Oh dear. This is what happens when your design perspective is limited to the
past few years of popular UI design.

“Flat design” was not invented by designers at tech startups. The concept was
not popularized by Microsoft. Yes, there has been a recent trend away from the
use of shading, texturing, and depth cues. It is a resurgence of something
that began much, much longer ago.

Who invented “flat design”? Maybe Josef Müller-Brockmann, 1951? El Lissitzky,
1932? Dribbble users may not care about these names, but the current seasonal
trend toward formal simplicity is little more than a rediscovery of the 20th
Century's defining graphic design aesthetic, Swiss Modern.

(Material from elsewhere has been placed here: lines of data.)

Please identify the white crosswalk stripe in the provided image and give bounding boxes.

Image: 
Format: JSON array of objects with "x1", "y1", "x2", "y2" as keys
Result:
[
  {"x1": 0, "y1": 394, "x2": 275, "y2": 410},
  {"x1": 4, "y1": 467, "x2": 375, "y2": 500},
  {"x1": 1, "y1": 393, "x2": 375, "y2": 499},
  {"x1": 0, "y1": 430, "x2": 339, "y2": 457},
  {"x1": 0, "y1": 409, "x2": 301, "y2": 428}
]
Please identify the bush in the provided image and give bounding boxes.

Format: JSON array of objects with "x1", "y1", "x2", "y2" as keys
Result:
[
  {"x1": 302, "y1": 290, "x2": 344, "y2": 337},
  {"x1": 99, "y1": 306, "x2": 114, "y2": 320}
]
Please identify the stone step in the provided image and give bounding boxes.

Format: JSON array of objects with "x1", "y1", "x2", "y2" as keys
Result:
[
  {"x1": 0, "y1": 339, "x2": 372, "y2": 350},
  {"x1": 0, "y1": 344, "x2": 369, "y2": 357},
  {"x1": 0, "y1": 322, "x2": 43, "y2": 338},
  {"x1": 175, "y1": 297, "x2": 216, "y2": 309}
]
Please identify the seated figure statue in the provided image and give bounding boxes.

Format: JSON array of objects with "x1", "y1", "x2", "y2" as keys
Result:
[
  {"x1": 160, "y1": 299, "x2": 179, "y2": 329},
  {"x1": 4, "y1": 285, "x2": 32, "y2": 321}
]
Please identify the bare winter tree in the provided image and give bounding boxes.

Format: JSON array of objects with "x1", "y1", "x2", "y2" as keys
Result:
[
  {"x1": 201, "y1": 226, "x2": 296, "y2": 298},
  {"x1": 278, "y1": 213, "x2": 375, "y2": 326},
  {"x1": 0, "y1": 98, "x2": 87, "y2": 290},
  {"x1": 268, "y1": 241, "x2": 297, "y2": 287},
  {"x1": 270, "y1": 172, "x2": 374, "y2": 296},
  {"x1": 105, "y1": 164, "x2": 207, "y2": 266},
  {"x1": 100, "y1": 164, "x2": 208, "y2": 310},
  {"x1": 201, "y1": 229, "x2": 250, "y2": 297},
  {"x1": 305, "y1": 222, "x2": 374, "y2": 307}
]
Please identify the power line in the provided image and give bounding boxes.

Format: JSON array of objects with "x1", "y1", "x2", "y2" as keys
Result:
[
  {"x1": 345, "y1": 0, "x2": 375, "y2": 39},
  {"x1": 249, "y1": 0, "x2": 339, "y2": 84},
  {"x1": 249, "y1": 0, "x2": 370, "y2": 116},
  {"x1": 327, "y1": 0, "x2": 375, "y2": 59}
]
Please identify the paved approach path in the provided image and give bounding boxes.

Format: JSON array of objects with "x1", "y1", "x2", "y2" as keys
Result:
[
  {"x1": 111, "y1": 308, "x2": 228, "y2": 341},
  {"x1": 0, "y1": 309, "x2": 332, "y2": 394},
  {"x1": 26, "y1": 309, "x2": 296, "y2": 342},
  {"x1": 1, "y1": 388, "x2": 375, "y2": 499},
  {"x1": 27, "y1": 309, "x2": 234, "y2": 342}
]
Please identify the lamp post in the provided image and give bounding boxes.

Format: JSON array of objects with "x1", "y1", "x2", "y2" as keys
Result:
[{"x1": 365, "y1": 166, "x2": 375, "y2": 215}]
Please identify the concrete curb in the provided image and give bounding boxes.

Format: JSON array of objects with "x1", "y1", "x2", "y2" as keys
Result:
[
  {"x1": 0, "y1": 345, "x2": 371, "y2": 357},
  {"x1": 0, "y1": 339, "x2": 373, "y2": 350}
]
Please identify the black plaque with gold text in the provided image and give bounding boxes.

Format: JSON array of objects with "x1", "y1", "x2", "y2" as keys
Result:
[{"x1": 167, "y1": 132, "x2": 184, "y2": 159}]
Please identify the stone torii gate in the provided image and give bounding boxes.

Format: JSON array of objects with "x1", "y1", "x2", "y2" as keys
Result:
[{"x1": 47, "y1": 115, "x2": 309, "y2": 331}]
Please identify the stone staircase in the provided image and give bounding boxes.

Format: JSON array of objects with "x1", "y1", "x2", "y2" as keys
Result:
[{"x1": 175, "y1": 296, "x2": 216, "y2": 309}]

If you're interested in the history of design, and understanding modern visual
design in a broader context, I'd suggest Philip B. Meggs' A History of Graphic
Design. For something a little more readily available, you might also want to
take a look at Guity Novin's History of Graphic Design. Here's the relevant
chapter on the Swiss Grid: [http://guity-
novin.blogspot.com/2011/07/chapter-42-swiss-gra...](http://guity-
novin.blogspot.com/2011/07/chapter-42-swiss-grade-style-and-dutch.html)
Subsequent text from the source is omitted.